Do unto others: The true mitzvah


My Nana Esther, my grandmother on my father’s side, came to America from the old country, Russia, when she was a child. She was a small round woman with soft curves and a warm smile. She always wore a neat gray bun, had a beautiful face and she always looked perfect. She loved to tell me Russian folk tales while I was in her arms or nestled in bed.

She left me with indelible lessons about unconditional love and kindness, as well as the following story, which has stayed with me throughout my life. 

I vividly remember the tale she told of the poor, hungry woman who knocks on the door of a stranger to plead for a piece of bread and a cup of water. The woman who lives in the house opens the door and turns the stranger away. After the “beggar” leaves, the woman who turned her away opens her mouth to speak and frogs come out of her mouth.

The beggar woman (who I always felt was an angel in disguise) moves on to the next house – where she is turned away again, this time by an angry man who slams the door in her face. When the man turns to his wife to report the incident, snakes fall out of his mouth.

The angel in beggar’s clothing is sad and weary, but she walks to the next house. It is cold now, and getting dark. When she knocks, the door is answered by a woman with a warm smile. When she asks for bread, the woman invites her inside to sit at the table with her and her family. She offers her bread and water and a hot meal. The beggar woman stays a little while, but soon it is time for her to move on. She thanks the family for their kindness, and slips out the door. As soon as she is gone, the woman and her husband begin to talk, and gold and pearls fall out of their mouths.

Amazed, they open the door to rush after the woman. There is no trace of her, but the gold and pearls continue to appear – more than enough to repay them for the food they shared with their visitor.

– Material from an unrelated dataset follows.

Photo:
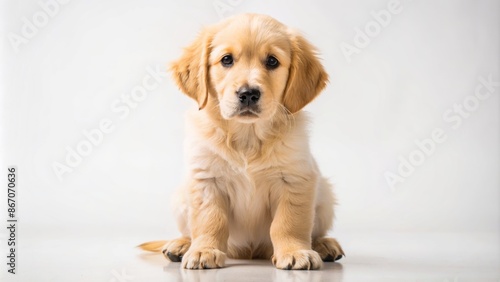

That story and my own Nana’s kindness and love are embedded in my brain and heart. When she spoke to me, it was as though gold and pearls came out of her mouth. My grandmother’s message was clear: Perform mitzvot whenever you can. Be loving and kind-hearted. Treat people kindly. Speak pearls of wisdom and do kind deeds wherever you can because kindness comes back to you. Meanness and bitterness only bring more of the same.

PATRICIA RASKIN is an award-winning producer and host of “The Patricia Raskin Show” on Saturday at 4 p.m. on WPRO AM 630/99.7 FM. She is a board member at Temple Emanu-El.